In [1]:
import pandas as pd

In [2]:
import plotly.io as pio
pio.renderers.default = "notebook_connected"

In [3]:
# Read the CSV file into a pandas DataFrame

df = pd.read_csv('Data/sexuality_country_gender.csv')

In [4]:
df.head()

Unnamed: 0,Country,Gender,Sexuality,Unnamed: 3,2010,2011,2012,2013,2014
0,UK,Men,,,,,,,
1,,,Heterosexual / Straight,,93.62811882,93.83312,93.236831,92.26242206,92.46354755
2,,,Gay / Lesbian,,1.372509211,1.391262926,1.459348,1.551245295,1.490815218
3,,,Bisexual,,0.36131733,0.386498562,0.325136,0.360631366,0.321500701
4,,,Other,,0.418582671,0.367061623,0.330934,0.260649684,0.316080858


In [5]:
# Fill down 'Country' and 'Sex' values
df['Country'].fillna(method='ffill', inplace=True)
df['Gender'].fillna(method='ffill', inplace=True)

# Filter out rows related to "Weighted base (000s)" and "Unweighted sample" for separate handling
main_df = df[~df['Gender'].str.contains("Weighted base|Unweighted sample")]

# Drop unnecessary NaN columns
main_df = main_df.dropna(axis=1, how='all')
main_df = main_df.dropna(axis=0, how='any')

# Display the cleaned main data to ensure it's structured correctly
main_df.head()


Series.fillna with 'method' is deprecated and will raise in a future version. Use obj.ffill() or obj.bfill() instead.


Series.fillna with 'method' is deprecated and will raise in a future version.

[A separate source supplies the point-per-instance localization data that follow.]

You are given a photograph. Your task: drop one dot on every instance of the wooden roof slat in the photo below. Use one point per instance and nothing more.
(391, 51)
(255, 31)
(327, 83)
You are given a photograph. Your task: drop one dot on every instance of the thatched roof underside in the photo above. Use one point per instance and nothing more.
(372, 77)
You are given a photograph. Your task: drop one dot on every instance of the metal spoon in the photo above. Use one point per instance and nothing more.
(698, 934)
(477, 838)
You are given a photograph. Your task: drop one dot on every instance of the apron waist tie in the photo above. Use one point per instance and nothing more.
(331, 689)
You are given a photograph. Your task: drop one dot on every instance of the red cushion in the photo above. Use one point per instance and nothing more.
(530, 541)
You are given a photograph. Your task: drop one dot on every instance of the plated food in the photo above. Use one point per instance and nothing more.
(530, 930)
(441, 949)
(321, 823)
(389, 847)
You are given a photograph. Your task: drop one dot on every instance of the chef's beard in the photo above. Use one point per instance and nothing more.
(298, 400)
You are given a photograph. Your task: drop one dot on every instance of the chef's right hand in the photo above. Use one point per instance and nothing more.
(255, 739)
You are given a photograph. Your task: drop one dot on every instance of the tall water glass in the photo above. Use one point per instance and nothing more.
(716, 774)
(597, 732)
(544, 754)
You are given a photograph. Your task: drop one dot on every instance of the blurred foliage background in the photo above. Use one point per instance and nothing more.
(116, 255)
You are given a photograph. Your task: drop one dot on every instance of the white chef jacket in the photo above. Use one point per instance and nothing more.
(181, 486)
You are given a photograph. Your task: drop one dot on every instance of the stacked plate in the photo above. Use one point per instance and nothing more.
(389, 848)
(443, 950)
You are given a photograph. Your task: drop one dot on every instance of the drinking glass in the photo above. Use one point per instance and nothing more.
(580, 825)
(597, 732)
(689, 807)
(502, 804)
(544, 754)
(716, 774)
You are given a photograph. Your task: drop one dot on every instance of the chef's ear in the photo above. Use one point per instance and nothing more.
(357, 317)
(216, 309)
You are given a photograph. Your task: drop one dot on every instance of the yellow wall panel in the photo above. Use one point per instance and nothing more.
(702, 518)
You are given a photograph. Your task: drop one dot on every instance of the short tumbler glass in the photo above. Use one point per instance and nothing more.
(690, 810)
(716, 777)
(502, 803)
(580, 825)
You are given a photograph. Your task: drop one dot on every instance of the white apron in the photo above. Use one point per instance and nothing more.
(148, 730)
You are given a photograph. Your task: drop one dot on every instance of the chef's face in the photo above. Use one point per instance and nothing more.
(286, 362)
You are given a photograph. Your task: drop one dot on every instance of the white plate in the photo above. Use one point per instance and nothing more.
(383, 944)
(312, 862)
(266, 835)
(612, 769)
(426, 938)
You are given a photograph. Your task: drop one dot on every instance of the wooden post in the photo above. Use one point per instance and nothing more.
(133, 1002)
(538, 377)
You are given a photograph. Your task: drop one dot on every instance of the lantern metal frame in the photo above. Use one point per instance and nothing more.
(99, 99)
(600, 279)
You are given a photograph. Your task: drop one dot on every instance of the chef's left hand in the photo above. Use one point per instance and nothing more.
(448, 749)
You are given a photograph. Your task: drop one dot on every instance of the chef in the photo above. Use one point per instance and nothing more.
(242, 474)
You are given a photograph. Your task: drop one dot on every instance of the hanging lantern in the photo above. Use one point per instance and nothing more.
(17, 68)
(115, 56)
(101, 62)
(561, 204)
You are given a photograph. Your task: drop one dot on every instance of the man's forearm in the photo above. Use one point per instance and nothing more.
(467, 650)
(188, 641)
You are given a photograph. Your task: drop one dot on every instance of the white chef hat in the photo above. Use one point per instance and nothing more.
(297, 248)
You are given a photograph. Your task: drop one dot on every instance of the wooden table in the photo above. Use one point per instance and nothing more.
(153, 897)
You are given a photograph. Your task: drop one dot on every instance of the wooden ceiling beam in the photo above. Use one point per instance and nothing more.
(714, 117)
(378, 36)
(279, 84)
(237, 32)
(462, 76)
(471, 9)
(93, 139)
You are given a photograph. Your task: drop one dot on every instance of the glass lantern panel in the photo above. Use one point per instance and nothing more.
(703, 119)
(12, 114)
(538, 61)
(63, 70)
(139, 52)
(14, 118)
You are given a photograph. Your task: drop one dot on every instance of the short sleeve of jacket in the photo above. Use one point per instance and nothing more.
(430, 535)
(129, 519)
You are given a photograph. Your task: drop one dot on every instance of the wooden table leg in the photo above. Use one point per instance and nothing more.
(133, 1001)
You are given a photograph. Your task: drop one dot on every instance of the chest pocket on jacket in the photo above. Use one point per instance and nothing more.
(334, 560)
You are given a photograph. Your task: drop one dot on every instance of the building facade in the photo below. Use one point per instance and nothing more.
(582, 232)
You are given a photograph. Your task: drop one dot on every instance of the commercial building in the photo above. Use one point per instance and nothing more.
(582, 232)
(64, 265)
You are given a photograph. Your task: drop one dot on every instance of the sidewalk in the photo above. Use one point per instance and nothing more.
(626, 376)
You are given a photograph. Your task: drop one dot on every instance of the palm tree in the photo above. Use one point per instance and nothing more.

Use obj.ffill() or obj.bfill() instead.



Unnamed: 0,Country,Gender,Sexuality,2010,2011,2012,2013,2014
1,UK,Men,Heterosexual / Straight,93.62811882,93.83312,93.236831,92.26242206,92.46354755
2,UK,Men,Gay / Lesbian,1.372509211,1.391262926,1.459348,1.551245295,1.490815218
3,UK,Men,Bisexual,0.36131733,0.386498562,0.325136,0.360631366,0.321500701
4,UK,Men,Other,0.418582671,0.367061623,0.330934,0.260649684,0.316080858
5,UK,Men,Don't know/refuse,3.519557136,3.419206992,3.476622,3.944665469,3.814776265


In [6]:
year_columns = ['2010', '2011', '2012', '2013', '2014']  # Update this list based on your dataset
long_format_df = main_df.melt(id_vars=['Country', 'Gender', 'Sexuality'], value_vars=year_columns, var_name='Year', value_name='Percentage')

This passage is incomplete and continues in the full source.